Did Internet Founders Actually Anticipate Paid, Prioritized Traffic?
owen at delong.com
Thu Sep 16 19:12:30 UTC 2010
On Sep 16, 2010, at 11:35 AM, Chris Woodfield wrote:
> On Sep 16, 2010, at 10:57 07AM, George Bonser wrote:
>> Hi Chris,
>> Since prioritization would work ONLY when the link us saturated
>> (congested), without it, nothing is going to work well, not your
>> torrents, not your email, not your browsing. By prioritizing the
>> traffic, the torrents might back off but they would still continue to
>> flow, they wouldn't be completely blocked, they would just slow down.
>> QoS can be a good thing for allowing your VIOP to work while someone
>> else in the home is watching a streaming movie or something. Without
>> it, everything breaks once the circuit is congested.
> Your statement misses the point, which is, *who* gets to decide what traffic is prioritized? And will that prioritization be determined by who is paying my carrier for that prioritization, potentially against my own preferences? For some damn reason, I might *prefer* that my torrent traffic get prioritized over, say, email. Or, I might not appreciate the eventuality that a stream I'm watching on hulu.com stutters because my neighbor's watching a movie on Netflix and it just happens that Netflix has paid my carrier for prioritized traffic.

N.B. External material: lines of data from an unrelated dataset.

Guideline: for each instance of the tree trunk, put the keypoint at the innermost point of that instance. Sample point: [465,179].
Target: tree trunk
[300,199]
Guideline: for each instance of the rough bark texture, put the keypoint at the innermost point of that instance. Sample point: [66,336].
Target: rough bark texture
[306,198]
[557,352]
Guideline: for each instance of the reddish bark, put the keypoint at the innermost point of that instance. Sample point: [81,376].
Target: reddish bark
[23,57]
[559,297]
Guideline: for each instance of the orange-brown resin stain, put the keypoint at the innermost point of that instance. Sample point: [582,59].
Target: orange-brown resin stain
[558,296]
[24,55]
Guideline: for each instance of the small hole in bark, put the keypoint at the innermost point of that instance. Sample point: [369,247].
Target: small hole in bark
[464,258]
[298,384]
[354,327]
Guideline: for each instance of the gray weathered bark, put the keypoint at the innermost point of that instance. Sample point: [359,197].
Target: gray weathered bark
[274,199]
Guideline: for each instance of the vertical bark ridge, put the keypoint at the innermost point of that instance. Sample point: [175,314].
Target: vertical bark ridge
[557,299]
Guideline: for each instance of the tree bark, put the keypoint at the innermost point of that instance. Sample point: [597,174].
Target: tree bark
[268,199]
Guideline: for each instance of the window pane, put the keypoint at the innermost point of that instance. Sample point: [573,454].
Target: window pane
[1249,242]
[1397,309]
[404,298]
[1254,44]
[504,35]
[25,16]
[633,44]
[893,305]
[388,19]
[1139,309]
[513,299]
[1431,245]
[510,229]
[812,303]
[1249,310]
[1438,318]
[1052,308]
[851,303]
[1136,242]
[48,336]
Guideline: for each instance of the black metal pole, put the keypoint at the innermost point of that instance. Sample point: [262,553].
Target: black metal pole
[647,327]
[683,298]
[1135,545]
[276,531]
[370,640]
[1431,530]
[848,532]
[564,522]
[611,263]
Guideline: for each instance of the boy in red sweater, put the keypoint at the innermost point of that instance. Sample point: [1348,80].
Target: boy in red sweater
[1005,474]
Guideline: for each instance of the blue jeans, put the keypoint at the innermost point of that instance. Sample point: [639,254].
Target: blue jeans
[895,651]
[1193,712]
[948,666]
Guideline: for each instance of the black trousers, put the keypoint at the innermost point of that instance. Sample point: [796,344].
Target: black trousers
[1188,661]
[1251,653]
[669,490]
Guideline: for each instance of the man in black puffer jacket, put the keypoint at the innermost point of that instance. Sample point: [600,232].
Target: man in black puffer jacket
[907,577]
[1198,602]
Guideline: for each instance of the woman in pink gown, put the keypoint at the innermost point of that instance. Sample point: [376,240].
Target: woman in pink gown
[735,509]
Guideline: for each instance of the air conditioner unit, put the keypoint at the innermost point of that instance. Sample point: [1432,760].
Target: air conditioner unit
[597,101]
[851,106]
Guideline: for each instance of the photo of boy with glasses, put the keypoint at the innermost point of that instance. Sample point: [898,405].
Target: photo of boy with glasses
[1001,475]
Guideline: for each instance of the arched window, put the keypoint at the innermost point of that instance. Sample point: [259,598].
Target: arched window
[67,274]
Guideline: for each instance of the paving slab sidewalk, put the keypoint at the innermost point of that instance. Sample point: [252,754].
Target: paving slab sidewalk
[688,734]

> The other point, as mentioned previously, is that paid prioritization doesn't mean a thing unless there's congestion to be managed. It's not a far stretch to see exec-level types seeing the potential financial benefits to, well, ensuring that such congestion does show up in their network in order to create the practical incentives for paid prioritization.
Yep... If you don't believe that will happen, I refer you to Enron vs. California ISO and the
lovely changes to the electricity market in California around that time.